Segundo a Polícia Militar de Mato Grosso do Sul, os agentes foram acionados após uma denúncia de que uma mulher havia sido vítima de agressões e estaria escondida na casa de vizinhos. 

De acordo com os relatos da vítima, o suspeito invadiu a residência e passou a agredi-la fisicamente, com tapas, apertões e enforcamento. A mulher também teria sido ameaçada de morte pelo homem, que usou uma faca para intimidá-la. 

O agressor permaneceu em domínio da vítima durante toda a madrugada, que também a proibiu de deixar o local, o que configura como cárcere privado. 

Apenas nas primeiras horas da manhã, a mulher conseguiu fugir quando o suspeito se ausentou por um momento. Ela correu até a casa dos vizinhos onde pediu ajuda e aguardou a chegada dos agentes da Polícia Militar. 

Após o relato, os agentes retornaram à casa da vítima onde encontraram o suspeito dormindo. Ele foi preso em flagrante, sem resistência à prisão. Também foi apreendida a faca usada nas ameaças e aparelhos celulares. 
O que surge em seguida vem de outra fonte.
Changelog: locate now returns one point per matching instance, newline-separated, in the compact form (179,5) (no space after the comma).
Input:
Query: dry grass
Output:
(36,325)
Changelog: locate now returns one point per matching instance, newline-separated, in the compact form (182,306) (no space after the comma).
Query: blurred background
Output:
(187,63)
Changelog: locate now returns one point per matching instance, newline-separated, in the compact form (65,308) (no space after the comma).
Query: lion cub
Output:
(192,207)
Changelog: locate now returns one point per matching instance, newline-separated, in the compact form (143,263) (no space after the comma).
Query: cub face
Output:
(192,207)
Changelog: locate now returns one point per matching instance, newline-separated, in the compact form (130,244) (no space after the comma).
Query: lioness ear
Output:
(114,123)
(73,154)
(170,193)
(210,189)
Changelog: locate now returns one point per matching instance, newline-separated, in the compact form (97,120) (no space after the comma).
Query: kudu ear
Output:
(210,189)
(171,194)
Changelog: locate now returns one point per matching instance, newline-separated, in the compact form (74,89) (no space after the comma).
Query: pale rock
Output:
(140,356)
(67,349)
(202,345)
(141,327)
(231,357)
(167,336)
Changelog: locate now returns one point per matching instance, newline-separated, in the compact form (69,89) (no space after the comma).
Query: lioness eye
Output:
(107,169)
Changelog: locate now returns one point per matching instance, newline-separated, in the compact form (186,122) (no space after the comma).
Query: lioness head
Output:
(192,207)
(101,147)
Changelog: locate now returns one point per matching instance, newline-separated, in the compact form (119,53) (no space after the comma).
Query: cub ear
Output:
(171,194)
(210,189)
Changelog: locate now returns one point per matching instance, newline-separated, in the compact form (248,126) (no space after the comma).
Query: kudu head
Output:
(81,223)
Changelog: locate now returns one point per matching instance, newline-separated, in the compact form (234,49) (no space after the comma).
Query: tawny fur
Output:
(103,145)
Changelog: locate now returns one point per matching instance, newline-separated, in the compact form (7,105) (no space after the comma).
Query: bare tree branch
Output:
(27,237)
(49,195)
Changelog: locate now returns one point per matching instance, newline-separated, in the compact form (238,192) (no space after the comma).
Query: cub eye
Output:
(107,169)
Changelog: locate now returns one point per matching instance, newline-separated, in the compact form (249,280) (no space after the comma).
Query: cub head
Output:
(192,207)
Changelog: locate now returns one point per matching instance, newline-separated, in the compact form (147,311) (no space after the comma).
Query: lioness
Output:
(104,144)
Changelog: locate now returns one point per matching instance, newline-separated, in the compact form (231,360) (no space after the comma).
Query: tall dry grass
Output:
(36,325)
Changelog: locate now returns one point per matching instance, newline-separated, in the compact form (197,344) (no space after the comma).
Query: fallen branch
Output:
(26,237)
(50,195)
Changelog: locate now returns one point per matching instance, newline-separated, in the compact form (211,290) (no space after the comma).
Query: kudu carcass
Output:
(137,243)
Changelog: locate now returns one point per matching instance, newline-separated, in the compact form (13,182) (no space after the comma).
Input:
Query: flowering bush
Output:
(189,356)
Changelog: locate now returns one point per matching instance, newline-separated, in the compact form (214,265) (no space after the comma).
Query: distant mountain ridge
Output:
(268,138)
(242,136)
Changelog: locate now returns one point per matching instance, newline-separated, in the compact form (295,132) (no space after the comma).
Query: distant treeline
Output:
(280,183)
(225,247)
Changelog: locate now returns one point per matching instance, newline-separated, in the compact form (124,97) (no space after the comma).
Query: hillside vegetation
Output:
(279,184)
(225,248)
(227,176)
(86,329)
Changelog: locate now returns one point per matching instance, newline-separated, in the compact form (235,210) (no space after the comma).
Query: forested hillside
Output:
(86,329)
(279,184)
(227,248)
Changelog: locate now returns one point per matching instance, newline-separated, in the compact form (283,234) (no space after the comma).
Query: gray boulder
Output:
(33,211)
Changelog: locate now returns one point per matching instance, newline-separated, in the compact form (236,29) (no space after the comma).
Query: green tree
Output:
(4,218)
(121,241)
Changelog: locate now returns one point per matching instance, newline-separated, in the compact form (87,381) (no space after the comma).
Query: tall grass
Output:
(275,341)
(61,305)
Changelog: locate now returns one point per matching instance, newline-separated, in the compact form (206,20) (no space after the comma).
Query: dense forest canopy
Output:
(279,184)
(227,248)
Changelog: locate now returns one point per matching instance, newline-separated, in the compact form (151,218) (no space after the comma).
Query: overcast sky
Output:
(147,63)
A mulher apresentava lesões como hematomas pelo corpo, sendo encaminhada para atendimento médico. O autor do crime se encontra na Delegacia de Polícia Civil. 

Tornozeleira para agressores de mulheres

Foi aprovado na última quarta-feira (18) pelo Senado Federal, o Projeto de Lei que permite à Justiça a determinação do uso imediato de tornozeleira eletrônica por agressores de mulheres em situação de violência doméstica e familiar, quando verificado alto risco à vida. 

Pelo projeto, a imposição imediata do uso da tornozeleira passa a ser regra. O risco a ser avaliado deve ser atual ou iminente à vida e à integridade física ou psicológica da mulher ou de seus dependentes. 

Além destes casos, a imposição da tornozeleira também será prioridade nos casos em que houver descumprimento de medidas protetivas impostas anteriormente. 

O texto também determina que, quando aprovado o uso da tornozeleira, a mulher vítima deve receber um dispositivo portátil de rastreamento que alerte sobre eventual aproximação do agressor. 

O aparelho vai emitir um alerta automático e simultâneo para a vítima e para a polícia assim que o agressor romper a área de trânsito proibido. 

Caso a tornozeleira seja rompida ou haja aproximação da vítima, é aumentada a punição de pena em um terço ou metade do tempo de reclusão que, hoje, varia entre 2 a 5 anos, mais multa. 

Denuncie

Em casos de violência doméstica e contra a mulher, é possível realizar denúncia pela Central de Atendimento à Mulher pelo número 180, um serviço gratuito e que funciona 24 horas por dia. 

Também podem ser apresentadas denúncias diretamente na Delegacia Especializada de Atendimento à Mulher (Deam), em delegacias comuns e na Casa da Mulher Brasileira. 

Ainda é possível pedir ajuda pelo Disque 100 e pelo 190, número da Polícia Militar.